Türkiye’ye büyük ilgi var. Doğrusu hoşuma gitti.
26 ülke fark var
Geçen yazıda Birleşmiş Milletler Kalkınma Programı tarafından hesaplanan 2010 yılı Beşeri Gelişme Endeksi’ne (BGE) göz attık. Endeks 169 ülke için iktisadi ve sosyal gelişmişlik düzeylerini karşılaştırıyor.
İktisadi gelişmişliği satın alma gücü paritesi ile kişi başına gelir ölçüyor. Türkiye 57’nci sırada çıkıyor. Beşeri gelişmişlik için üç sosyal gösterge kullanılıyor: Doğumda yaşam beklentisi, ortalama eğitim yılı ve doğumda beklenen eğitim yılı. Türkiye 83’üncülüğe iniyor.

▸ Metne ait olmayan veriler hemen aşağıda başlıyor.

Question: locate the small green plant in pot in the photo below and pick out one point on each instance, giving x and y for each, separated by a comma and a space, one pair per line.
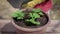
30, 20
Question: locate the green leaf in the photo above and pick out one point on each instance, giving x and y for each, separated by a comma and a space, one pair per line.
14, 15
41, 13
35, 15
33, 21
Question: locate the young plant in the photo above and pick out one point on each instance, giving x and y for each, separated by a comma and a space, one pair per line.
33, 15
18, 14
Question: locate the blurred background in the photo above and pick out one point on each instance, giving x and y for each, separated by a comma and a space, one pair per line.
6, 9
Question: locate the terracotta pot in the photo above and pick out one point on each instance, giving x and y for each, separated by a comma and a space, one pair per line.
22, 30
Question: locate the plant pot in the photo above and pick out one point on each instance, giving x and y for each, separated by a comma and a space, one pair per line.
23, 30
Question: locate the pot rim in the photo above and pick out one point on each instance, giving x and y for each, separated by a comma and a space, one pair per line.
30, 29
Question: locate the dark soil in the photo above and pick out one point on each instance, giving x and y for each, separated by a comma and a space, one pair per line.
43, 21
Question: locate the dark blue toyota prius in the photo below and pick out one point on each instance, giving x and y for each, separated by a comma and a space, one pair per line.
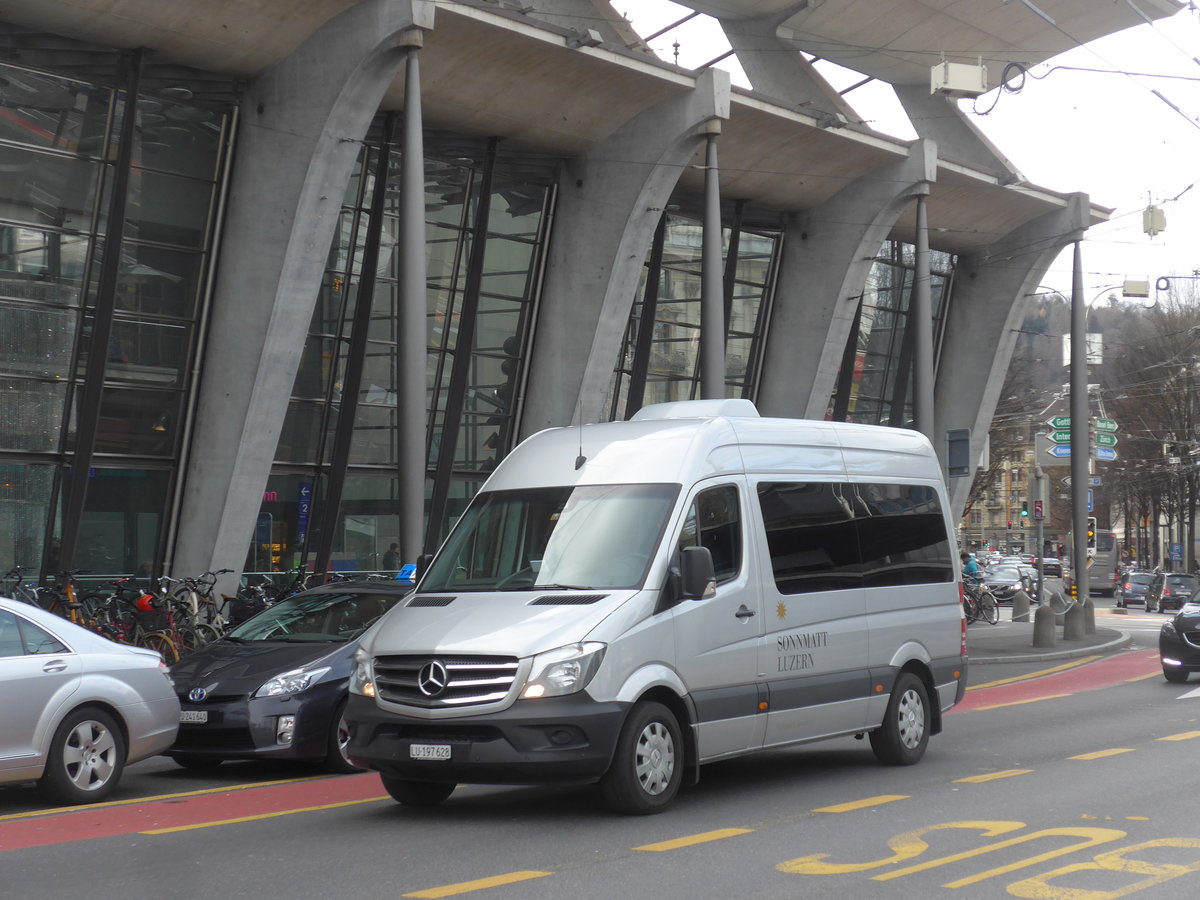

Ekonomik ve beşeri gelişmişlik sırası birbirine yakın olsa fazla ilgimizi çekmezdi. Toplumsal bilimlerde kesinkes ölçü olanağı yoktur. Olağan ölçme hataları içinde kabul eder, üstünde durmazdık.
Ama 26 ülke fark var. Yani Türkiye’den fakir 26 ülkede beşeri gelişmişlik göstergeleri Türkiye’den iyi çıkıyor. Bu garip durum haklı olarak kamuoyunun da ilgisi çekti. Başka yazarlar da olayın ayrıntılarına girdiler.
Olayı kavramak için ters yönde sapmaya bakalım. Yeni Zelanda beşeri gelişmişlikte 3’üncü, iktisadi gelişmişlikte ise 33’üncü sırada yer alıyor. Yani Yeni Zelanda’dan ekonomik açıdan daha zengin 30 ülkenin sosyal göstergeleri daha kötü çıkıyor.
Refahın dağılımı
Nasıl tefsir edeceğiz? Kişi başına milli gelir ülkenin ortalama üretkenliğini yansıtıyor. Daha yüksek gelir daha fazla üretim, dolayısı ile daha fazla tüketim anlamına geliyor. Tüketim düzeyi ile birlikte refah göstergelerinin de iyileşmesini bekliyoruz.
Ancak, üretim düzeyinden refah göstergelerine giden ilişki mekanik değildir. Araya başka mekanizmalar girer. Fiili durumu toplumsal tercihler ve siyasi kararlar belirler.
Aynı gelir ve üretim düzeyinde farklı refah dağılımları oluşabilir.
Hangi tercihler? BGE iki alana bakıyor: Sağlık ve eğitim.
Dolayısı ile ülkelerin bu alanlardaki çabalarını karşılaştırıyor. Yeni Zelanda vatandaşının sağlığına ve eğitimine daha çok önem veriyor. Üst sıraya tırmanıyor.
Türkiye daha az önem veriyor. Alt sırada kalıyor.
Demek ki, önemli olan mutlak sıra değil, aradaki farktır.
İktisatçı dili ile söylersek, toplumun özel tüketimle sosyal refah harcamaları arasındaki tercihini yansıtır.
Türkiye’nin nisbi yerini çok iyi özetleyen bir örnekle bitirelim. BGE sıralamasında Ürdün bir üstümüzde (82’nci) yer alıyor. Halbuki kişi başına geliri Türkiye’nin yarısına ulaşmıyor (6 bin dolar). Olay bundan ibarettir.